Dickinson’s Challenges & The Establishment Of Ferdic Inc.

However, the stress of that productivity brought terrible consequences. In 1981, Dickinson’s marriage foundered in a messy divorce, and he collapsed into acute and chronic stress-induced asthma. He lost all of his writing assignments and had two out-of-body experiences and near-death emergency medical resuscitations. His youngest son, Peter, was killed at age 16 by an Amtrak train while photographing a sunset from a railroad trestle in Springfield Park, Virginia.

Amid this turmoil, Dickinson married Sheila Laraine Ferguson and helped her for a year, as his fluctuating health permitted, in her work as a health insurance agent. That, however, involved a lot of time on the road throughout her territory in West Virginia, so together, they formed a new publishing company, Ferdic Inc. (a combination of her surname and his), to exploit Dickinson’s unrivaled sources within the Food and Drug Administration.

In 1984, Ferdic Inc. launched Dickinson’s FDA, a twice-monthly subscription newsletter for the drug industry. It was an immediate hit and, through several iterations, grew steadily into today’s all-digital Ferdic properties, Dickinson’s FDA Webview, a daily online news service, and Dickinson’s FDA Update by Fax, a weekly compilation of the top news highlights based on Dickinson’s exclusive FDA sources.

Rejection’s Legacy: The Memoirs Of James Gordon Dickinson

Rejection’s Legacy is James Dickinson’s autobiography, outlining his life as a banished boy and his life-long pursuit of vindication. The book revolves around the deeply hidden harms that psychological trauma in infancy can bring and some compensatory benefits in later life.

As Dickinson looks back over his life, he realizes that all that has happened has been due to a subconscious rebound from parental rejection in Australia at age six when he was unfairly banished to shield him from sexually precocious playmates in a Tasmanian wilderness settlement. He is abused in an out-of-state boarding school for 18 months until his family retrieves him. Those long-ago 18 months in exile are present, deep down inside, underneath everything he does for the rest of his life.

However, he pursues rejection to his advantage, providing him with inner defenses against his parents and further rejections as he completes his education and grows up with a drive to prove his worth and gain vindication in life as a journalist, first on the Australian mainland and then in Washington USA.

The stress breaks his marriage and health but not his quest for vindication until he meets and marries Sheila, the forty-year love of his life who dedicates herself without reserve to him.
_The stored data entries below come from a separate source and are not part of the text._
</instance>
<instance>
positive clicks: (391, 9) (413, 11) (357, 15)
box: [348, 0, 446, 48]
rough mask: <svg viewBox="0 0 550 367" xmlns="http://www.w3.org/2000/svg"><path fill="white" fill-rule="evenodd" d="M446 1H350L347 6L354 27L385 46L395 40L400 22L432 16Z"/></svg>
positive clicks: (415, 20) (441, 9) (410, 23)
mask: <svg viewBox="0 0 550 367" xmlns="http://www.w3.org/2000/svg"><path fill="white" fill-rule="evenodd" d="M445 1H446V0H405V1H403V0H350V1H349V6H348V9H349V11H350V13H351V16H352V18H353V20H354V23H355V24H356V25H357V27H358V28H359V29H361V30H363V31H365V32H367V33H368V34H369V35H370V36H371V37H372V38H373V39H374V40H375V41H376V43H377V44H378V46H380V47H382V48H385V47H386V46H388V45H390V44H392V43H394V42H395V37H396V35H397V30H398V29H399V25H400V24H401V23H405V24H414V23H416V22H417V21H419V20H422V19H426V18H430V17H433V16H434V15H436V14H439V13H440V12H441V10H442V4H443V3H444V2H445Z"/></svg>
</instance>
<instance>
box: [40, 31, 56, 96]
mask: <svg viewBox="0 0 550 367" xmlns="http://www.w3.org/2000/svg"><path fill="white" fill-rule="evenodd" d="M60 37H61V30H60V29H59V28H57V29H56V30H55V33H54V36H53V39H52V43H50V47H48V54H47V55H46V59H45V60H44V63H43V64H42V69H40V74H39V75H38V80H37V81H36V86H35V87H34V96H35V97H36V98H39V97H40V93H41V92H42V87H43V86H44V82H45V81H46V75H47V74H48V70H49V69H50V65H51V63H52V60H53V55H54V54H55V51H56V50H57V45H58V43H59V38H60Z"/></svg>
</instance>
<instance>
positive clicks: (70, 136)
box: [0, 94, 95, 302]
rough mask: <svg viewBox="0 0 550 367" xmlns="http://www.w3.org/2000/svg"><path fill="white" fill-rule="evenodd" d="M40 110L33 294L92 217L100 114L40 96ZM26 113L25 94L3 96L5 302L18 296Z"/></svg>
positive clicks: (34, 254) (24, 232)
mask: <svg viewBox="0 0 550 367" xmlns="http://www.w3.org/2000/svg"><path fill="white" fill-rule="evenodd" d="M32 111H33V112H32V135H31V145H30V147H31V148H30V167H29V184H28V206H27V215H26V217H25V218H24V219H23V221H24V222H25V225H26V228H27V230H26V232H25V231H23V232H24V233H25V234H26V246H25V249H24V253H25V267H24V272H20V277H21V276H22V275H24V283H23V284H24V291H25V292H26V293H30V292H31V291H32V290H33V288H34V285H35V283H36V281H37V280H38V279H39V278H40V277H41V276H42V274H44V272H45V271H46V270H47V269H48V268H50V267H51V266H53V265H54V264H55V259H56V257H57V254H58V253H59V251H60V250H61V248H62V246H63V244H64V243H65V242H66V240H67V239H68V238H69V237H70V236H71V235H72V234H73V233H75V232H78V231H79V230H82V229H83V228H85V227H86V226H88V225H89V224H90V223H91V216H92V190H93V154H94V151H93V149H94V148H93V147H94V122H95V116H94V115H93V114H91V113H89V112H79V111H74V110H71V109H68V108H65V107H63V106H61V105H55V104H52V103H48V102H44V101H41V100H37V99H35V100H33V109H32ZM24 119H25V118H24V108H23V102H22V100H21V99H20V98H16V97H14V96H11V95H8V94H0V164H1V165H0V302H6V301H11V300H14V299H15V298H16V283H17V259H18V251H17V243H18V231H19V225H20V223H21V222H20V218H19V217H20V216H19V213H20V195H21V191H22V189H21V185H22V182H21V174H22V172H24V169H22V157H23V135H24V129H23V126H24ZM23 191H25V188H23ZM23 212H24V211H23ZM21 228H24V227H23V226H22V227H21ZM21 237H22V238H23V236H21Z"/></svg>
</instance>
She lifts him out of acute, chronic asthma into a new career as a trail-blazing investigative reporter, editor, and publisher with an international clientele. Later, the worst happens, revealing his dark fate and transforming the readers’ perception for as long as they read it.

Today, Dickinson is a semi-retired resident of Ocala, Florida. He continues as Editor, Publisher, and President of Ferdic Inc., publishing FDA Webview daily and FDA Review weekly, both online. A Marquis Who’s Who in the World honoree, he is a member of the Association of Health Care Journalists, the Society of Professional Journalists.